Tag 47: Schädelfetzen
Mein Kopf ist leer. Als ich ihn aufforderte, eine Idee für den vorliegenden Logbuch-Eintrag zu entwickeln, passierte — nichts. Und seither deutlich weniger. Ein Astronaut, der in der Leere des Weltraums mit einem Schmetterlingsnetz auf die Jagd geht, sammelt mehr Substanz, als mein Geist momentan zu bieten hat. Sollte ich jemals auf die Idee verfallen, nach dem Staubsaugen den Boden zu fegen, wird das auf dem Kehrschauferl zusammengetragene Ergebnis immer noch gehaltvoller sein als das, was mein Verstand gerade hervorbringt. Ein nichtsigeres Nichts als das Nichts, das sich in meinem Kopf befindet, gibt es nicht. Die Leere ist so groß, dass sie nicht einmal mehr gähnen kann.

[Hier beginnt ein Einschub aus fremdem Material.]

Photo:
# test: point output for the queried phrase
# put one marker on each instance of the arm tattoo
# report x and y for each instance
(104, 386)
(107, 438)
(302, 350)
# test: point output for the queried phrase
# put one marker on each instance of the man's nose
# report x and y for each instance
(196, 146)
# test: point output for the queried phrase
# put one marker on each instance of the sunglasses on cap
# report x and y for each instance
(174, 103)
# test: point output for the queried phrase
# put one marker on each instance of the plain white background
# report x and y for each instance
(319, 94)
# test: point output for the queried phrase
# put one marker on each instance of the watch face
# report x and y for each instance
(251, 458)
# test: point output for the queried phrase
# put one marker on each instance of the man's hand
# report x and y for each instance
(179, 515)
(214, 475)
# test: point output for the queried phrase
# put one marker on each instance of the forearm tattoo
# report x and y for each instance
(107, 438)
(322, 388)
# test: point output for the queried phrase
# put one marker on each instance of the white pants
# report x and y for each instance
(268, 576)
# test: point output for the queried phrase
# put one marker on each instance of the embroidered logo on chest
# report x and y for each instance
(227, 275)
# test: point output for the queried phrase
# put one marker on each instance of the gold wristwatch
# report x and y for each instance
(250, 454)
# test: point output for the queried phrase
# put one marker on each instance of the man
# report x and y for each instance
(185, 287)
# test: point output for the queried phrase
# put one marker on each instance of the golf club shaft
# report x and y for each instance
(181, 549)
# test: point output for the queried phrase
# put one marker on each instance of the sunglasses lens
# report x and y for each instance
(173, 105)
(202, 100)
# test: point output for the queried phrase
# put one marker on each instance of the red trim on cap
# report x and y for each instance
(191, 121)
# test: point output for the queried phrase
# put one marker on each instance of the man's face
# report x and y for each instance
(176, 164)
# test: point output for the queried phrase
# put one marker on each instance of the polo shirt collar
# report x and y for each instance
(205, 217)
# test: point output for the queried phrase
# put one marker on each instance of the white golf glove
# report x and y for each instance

Sie ist ein Nichts, dem nichts hinzuzufügen ist. Und sie ist widerwillig. Sie ist nicht nur nichts, sie will nichts sein. Winzige Fragmente von Gedanken wabern darin umher, verschlissen, ohne Zusammenhang. Treffen sie zufällig aufeinander, prallen sie, gleichsam entsetzt, voreinander zurück, wie ein frisch getrenntes Pärchen, das sich unversehens beim Facharzt für Haut- und Geschlechtskrankheiten über den Weg läuft. Aber dieses hätte sich mehr zu sagen als jene Fragmente. Sie flüchten, ihre Wortfetzen an sich raffend, in entgegengesetzte Richtungen, ohne beim anderen oder in der Leere die sie umgibt, die geringste Resonanz auszulösen, wissend, dass sie – die sie nichts sind – nichts werden können, dass sie nur die unnützen Reste bereits verarbeiteter Gedanken sind, nichtiger als die Schaumränder in einem geleerten Bierglas, als der Brösel eines Brösels eines Brösels, als der Darmwind einer überfressenen Raupe. So wenig sie selbst sind, sie wären vereint noch viel weniger. Denn sie entstammen nicht nur unterschiedlichen Denkwelten, sie sind oft nicht einmal aus der gleichen Galaxie. Kein noch so brillanter Verstand könnte sie jemals zu einem kohärenten Gedanken verbinden. Das wollen sie auch gar nicht. Sie kauern zitternd in ihren Ecken, den Kopf gesenkt, wie unvorbereitete Schüler an ihren Pulten. Zwischen ihnen befinden sich unüberwindbare Weiten kalter Leere in meinem Schädel; ein gigantisches, nicht respondierendes Vakuum; eine substanzlose, dennoch träge Ausdehnung, in die kein Blitz jemals einschlagen wird, geschweige denn, dass sie von selbst einen hervorbrächte; ein teigiges Nichts, das niemals aufgehen kann, da es nichts enthält. Mit anderen Worten: Es fällt mir nichts mehr ein.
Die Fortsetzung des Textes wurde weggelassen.